FIFA 23 data pipeline

The aim of this project is to create a data pipeline that takes the Kaggle dataset of players and teams from the game FIFA 23 and produces a visualization of the evolution of team's value over time (based on their individual players). This information is incomplete in the dataset, so it can be a nice demonstration of the use of data engineering tools.
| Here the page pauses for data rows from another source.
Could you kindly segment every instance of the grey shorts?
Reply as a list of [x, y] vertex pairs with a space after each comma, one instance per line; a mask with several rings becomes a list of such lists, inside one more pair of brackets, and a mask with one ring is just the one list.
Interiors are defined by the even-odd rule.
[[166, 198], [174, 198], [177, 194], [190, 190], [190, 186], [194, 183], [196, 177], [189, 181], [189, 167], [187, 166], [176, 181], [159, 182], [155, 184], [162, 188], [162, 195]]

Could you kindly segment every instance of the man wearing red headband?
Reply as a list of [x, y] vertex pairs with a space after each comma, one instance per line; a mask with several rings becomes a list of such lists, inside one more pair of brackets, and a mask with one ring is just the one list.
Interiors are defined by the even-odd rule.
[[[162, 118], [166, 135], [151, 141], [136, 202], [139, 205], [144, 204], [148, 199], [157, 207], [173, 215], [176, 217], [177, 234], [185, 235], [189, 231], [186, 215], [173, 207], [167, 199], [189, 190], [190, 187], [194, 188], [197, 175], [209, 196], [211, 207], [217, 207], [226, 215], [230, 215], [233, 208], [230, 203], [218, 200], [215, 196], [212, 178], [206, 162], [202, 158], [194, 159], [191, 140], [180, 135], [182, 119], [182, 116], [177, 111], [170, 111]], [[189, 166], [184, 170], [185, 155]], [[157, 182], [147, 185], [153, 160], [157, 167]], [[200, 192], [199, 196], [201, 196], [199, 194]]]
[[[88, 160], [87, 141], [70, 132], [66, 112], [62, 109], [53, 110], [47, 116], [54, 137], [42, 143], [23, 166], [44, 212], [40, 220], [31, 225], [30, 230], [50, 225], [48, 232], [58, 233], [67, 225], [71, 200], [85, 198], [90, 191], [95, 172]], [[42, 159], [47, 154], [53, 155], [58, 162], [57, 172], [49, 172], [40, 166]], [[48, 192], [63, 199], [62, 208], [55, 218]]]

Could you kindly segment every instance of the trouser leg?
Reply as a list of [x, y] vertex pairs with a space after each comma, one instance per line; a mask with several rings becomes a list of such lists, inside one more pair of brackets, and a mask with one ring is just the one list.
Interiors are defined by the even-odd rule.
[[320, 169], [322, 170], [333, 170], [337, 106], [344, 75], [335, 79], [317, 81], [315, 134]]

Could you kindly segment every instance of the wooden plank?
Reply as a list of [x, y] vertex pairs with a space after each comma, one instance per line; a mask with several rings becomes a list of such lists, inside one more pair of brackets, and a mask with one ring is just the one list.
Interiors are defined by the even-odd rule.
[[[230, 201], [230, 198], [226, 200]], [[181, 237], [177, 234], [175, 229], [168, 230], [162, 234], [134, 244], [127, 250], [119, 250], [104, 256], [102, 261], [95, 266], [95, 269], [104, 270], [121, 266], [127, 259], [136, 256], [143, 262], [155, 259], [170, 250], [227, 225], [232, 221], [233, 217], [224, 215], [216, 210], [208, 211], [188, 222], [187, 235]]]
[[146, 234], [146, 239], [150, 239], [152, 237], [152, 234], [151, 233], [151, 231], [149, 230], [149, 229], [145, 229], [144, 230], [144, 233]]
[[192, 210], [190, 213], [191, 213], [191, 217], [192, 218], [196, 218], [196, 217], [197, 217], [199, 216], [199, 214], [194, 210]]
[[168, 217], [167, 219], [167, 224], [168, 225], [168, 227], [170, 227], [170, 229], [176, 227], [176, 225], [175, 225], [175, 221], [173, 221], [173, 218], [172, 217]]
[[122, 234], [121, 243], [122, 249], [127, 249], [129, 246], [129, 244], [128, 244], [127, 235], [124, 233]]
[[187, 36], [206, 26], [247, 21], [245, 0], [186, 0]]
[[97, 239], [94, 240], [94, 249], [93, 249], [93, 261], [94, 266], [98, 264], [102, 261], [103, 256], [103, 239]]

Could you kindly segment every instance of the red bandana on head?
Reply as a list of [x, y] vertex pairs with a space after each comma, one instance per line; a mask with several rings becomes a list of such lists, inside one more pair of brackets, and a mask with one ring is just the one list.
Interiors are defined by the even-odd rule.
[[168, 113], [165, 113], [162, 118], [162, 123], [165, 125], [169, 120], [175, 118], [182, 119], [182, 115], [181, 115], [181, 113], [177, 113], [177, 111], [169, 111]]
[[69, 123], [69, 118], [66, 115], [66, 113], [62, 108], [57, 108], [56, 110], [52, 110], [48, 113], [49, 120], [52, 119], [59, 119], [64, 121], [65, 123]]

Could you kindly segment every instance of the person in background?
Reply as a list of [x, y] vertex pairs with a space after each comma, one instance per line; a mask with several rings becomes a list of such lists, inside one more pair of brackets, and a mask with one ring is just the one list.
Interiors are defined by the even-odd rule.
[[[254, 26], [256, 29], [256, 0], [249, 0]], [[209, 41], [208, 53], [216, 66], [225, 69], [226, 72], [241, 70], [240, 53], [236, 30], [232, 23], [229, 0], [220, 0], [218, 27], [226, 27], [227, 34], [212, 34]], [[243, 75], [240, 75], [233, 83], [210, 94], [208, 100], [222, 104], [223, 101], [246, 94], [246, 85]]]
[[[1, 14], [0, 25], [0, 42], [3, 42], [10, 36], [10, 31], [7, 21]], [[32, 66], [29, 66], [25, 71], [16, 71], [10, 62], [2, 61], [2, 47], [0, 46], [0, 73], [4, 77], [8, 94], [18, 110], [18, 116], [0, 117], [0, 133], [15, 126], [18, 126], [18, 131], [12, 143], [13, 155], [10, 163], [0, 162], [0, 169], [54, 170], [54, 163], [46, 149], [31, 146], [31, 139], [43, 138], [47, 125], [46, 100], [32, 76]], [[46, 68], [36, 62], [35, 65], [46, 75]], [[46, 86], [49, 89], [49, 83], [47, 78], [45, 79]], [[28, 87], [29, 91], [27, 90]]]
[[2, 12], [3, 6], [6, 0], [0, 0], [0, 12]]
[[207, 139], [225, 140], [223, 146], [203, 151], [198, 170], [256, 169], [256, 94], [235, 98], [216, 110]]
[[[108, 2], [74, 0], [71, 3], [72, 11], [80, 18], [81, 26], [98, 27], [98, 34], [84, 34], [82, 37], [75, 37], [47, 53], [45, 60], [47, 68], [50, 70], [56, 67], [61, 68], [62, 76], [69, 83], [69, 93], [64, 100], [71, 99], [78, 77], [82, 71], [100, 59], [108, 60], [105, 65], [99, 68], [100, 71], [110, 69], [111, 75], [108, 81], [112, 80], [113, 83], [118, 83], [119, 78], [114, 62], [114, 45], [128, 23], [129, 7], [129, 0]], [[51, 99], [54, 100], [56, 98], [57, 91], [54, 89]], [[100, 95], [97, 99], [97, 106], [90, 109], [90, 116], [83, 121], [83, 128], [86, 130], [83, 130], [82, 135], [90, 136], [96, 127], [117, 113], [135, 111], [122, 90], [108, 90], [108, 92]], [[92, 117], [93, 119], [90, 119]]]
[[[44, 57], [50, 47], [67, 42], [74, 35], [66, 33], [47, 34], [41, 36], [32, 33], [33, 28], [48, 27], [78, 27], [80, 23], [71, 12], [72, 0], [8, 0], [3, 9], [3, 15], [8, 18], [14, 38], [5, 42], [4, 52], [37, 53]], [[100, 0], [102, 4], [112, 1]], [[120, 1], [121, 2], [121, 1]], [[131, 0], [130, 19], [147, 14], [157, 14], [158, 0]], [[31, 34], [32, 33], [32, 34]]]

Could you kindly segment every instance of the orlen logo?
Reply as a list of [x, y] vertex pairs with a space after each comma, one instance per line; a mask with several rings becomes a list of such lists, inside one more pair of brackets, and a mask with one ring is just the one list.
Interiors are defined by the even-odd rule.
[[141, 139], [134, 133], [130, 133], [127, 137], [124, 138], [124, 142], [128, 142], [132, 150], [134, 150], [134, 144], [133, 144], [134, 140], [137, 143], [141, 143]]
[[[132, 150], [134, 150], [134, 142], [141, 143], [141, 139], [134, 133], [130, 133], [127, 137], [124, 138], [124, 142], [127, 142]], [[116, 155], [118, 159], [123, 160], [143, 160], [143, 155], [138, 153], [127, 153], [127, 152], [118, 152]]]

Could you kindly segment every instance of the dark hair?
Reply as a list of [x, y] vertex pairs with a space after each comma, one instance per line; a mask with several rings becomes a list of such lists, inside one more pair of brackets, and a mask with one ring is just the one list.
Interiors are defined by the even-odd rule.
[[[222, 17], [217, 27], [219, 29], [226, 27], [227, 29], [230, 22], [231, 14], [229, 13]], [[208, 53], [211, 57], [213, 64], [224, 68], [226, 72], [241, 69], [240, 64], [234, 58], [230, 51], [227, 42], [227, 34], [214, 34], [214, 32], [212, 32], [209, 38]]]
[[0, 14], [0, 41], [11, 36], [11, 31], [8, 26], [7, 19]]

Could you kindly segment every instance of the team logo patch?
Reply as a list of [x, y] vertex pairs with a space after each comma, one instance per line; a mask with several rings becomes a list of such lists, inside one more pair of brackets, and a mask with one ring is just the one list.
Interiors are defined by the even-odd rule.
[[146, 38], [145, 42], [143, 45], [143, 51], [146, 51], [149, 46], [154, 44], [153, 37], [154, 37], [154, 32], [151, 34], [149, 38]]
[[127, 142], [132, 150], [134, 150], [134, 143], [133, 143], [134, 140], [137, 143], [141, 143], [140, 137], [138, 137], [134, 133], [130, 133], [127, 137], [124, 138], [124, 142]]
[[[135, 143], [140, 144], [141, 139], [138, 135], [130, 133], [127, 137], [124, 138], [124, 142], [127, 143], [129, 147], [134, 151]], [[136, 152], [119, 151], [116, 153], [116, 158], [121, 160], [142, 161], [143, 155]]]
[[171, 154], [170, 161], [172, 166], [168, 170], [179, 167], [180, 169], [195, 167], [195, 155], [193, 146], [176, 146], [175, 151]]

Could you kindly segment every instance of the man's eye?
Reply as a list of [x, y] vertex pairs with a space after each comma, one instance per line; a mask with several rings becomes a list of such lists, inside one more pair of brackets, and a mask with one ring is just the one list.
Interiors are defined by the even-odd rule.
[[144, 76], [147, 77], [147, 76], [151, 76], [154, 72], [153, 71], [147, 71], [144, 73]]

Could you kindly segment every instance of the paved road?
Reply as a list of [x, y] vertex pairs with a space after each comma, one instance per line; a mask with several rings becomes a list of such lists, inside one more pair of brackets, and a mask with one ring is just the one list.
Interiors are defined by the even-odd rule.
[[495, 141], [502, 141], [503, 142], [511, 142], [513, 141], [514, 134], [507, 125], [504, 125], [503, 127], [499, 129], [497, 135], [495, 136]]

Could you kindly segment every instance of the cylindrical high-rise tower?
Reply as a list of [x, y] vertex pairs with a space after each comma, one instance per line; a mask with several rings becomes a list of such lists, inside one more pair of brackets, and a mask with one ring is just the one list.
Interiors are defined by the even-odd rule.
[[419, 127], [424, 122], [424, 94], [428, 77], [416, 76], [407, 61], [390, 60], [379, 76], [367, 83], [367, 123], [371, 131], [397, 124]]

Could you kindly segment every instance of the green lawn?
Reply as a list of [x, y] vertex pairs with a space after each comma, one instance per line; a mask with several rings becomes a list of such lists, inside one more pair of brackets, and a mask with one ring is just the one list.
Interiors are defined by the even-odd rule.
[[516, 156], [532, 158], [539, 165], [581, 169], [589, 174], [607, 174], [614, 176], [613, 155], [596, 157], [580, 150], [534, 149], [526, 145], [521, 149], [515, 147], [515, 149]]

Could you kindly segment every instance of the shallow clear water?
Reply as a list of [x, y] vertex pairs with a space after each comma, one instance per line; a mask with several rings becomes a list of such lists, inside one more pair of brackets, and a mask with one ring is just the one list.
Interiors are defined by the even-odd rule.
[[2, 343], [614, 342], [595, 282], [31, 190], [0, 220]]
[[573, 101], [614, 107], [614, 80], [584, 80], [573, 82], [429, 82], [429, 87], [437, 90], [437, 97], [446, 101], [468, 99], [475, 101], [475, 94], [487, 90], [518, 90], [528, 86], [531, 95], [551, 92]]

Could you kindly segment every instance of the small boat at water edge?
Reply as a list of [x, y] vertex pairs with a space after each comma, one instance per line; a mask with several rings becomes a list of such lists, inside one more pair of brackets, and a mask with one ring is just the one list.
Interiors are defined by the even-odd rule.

This project was made for the DataTalksClub data engineering zoomcamp.

Tools

The tools used in this project were:

Google Cloud: Where the whole project operated
Terraform: To programmatically instantiate different cloud components
Google Cloud Storage (GCS): To store different types of data
BigQuery: To store, transform and analyse large amounts of data
Prefect: To orchestrate the ETL operations
Spark + Dataproc: To transform data
Looker Studio: To visualise data kept in BigQuery

Architecture

The project was made to run on Google Cloud and uses tools provided by it. Prefect orchestrates various ETL operations (more details later). These operations interact with the local system, GCS, BigQuery and Spark + Dataproc. In the end, Looker Studio is used to create the dashboard, based on data present in BigQuery.

Prefect

Prefect has various ETL operations:

Download the dataset from Kaggle and store it locally.
Unzip the file
Upload the male players and male teams csv files to GCS
- I wanted to first convert the files to .parquet, but since the players file had 5Gb+ size, the VM run out of memory. Thus, I uploaded the .csv file directly
Create external tables based on those files
Create partitioned, clustered, materialized tables based on the external tables
Delete local files that are no longer needed
Upload python file containing spark logic to the dataproc cluster
Trigger the spark job in dataproc which will:
- Query what are the last update for each FIFA version
  - i.e. The FIFA dataset contains all the data for each update of each version of the game. So, for example, for FIFA 22, there can be 60 updates to the game, and the dataset tracks all the players and teams for each update. A decision was made to only keep the last update for the visualizations
- Select the teams and players for the last update of each FIFA version
- Join the players with the teams
- Calculate metrics for teams for each version of the game
  - e.g. the total value of the team based on the sum of the values of the players of the team

Dashboard

In the end of the Prefect pipeline, we will have in BigQuery a table that contains, for each FIFA version, the teams in their leagues, plus various metrics for those teams. We can use Looker to create visualizations based on this table. You can se it in the image below.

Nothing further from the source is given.